My mother was certainly a person in her own right. I remember her zaniness of doing bicycles on her back in her cotton pajamas to the instruction of Jack Lalane on the television. I remember the time I pretended that I didn’t know her. That is when she carried the lit Resurrection Candle in a lantern on the subway after Easter services. She had a “secret vice,” of tucking away Milky Way candy bars in the freezer as a special treat when she needed a pick-up. I can still see the glow in her eyes when she would often relate; “During the Great Depression some big Irishmen from the Democratic Party made sure that all the poor families in the neighborhood had a Thanksgiving Dinner with all the trimmings.” Mom liked to instill her principals; “people judge you by the company you keep,” I think was her favorite.

When I returned from the army in 1970, I started to go to Brooklyn College at night. I first took some liberal arts classes and told mom that I thought that there were some courses that she might enjoy. However, she needed a high school diploma to attend college. She took and passed the G.E.D. exam for high school on her first attempt. The family joke became; that when I was small she would take me to school and now that I was big, I was taking her. She started to be nicknamed “the professor,” by her husband. She kept at it though and when she was in her sixth decade; I went to her cap and gown graduation. I know in my heart that one of her proudest accomplishments was to be elected president of the Philoptochos. Now, she could help others, especially children.

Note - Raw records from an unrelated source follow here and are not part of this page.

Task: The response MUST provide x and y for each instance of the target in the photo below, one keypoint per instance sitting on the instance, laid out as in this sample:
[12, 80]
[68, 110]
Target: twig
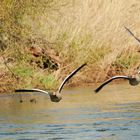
[9, 68]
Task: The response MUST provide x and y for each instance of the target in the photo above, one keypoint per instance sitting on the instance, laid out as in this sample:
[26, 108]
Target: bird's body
[133, 80]
[54, 96]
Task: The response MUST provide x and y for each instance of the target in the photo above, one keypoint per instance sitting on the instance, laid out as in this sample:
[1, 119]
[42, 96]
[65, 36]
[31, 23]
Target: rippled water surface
[113, 114]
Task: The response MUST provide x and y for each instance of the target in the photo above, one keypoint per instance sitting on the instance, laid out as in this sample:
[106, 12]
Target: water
[113, 114]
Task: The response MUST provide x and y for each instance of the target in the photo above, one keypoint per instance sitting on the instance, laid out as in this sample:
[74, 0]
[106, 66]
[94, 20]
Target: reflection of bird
[54, 96]
[132, 34]
[133, 80]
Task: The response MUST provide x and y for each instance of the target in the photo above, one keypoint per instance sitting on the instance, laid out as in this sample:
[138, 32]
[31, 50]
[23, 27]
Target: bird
[56, 95]
[133, 80]
[132, 34]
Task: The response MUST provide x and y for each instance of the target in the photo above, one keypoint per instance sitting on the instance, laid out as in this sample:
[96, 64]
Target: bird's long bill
[109, 80]
[69, 76]
[32, 90]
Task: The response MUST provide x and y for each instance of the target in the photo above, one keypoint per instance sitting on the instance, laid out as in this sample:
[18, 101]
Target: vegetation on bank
[43, 41]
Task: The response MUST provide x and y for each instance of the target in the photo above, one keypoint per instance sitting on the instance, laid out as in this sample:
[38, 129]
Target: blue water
[81, 115]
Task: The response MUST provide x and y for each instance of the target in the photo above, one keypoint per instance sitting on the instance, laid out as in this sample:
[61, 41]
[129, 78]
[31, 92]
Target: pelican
[133, 81]
[54, 96]
[132, 34]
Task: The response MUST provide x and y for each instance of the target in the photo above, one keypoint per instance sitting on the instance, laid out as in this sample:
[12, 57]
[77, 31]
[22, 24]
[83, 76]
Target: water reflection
[111, 115]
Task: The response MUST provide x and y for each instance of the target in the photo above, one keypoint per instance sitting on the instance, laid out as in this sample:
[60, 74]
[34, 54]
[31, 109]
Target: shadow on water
[113, 114]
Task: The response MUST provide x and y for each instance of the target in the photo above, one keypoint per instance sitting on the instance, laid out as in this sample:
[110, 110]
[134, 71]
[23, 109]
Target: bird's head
[55, 97]
[135, 79]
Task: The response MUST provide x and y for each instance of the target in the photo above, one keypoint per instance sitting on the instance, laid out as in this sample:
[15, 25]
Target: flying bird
[132, 34]
[54, 96]
[133, 80]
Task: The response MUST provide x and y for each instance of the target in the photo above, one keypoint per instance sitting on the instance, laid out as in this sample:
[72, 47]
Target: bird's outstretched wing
[32, 90]
[69, 76]
[109, 80]
[132, 34]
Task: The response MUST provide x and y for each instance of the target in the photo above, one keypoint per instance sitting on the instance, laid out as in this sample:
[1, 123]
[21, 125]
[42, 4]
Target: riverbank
[41, 43]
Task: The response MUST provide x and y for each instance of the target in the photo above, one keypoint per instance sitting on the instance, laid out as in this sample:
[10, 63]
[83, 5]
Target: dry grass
[89, 31]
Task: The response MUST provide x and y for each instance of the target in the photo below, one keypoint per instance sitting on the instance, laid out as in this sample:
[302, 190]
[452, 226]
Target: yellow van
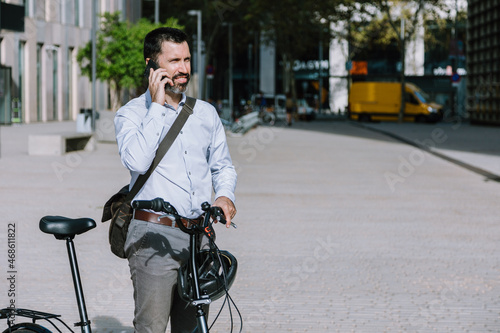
[379, 101]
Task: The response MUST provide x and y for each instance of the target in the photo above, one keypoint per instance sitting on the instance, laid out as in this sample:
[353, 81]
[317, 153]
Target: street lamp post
[198, 49]
[230, 49]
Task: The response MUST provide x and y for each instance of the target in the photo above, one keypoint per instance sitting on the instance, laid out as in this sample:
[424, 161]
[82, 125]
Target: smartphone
[151, 64]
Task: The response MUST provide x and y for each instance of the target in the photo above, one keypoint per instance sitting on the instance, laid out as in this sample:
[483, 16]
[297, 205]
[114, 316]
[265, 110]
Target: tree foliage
[119, 54]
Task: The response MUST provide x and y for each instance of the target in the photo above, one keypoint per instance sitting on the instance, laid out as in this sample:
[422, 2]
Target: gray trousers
[155, 252]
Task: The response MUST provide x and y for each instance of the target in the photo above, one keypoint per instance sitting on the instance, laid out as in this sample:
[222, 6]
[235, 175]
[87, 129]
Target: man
[197, 162]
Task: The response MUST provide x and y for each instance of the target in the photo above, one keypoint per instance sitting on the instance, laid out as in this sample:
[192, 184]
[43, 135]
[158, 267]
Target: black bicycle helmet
[216, 274]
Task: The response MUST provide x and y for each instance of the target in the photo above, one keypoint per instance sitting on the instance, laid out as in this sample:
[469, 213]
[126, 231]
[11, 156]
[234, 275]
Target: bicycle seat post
[84, 321]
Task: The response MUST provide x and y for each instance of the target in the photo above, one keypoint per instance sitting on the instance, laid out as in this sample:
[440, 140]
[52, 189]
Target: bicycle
[64, 228]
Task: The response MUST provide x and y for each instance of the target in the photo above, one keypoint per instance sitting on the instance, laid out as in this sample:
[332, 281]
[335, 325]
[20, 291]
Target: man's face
[176, 59]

I went outside to the back garden. I looked up at the cobalt blue night sky to the full moon and the stars. Something else about mom came to mind. Countless times as a little boy, as I am sure little children do, I asked her; “mom who do you love the best?” No matter how tired or preoccupied she might be, her answer never wavered.

“I love all my children equally.”

One last time I gazed up at the eternal heavens, before going back inside. God has given us many wondrous gifts, none as precious as the bond between a mother and her children.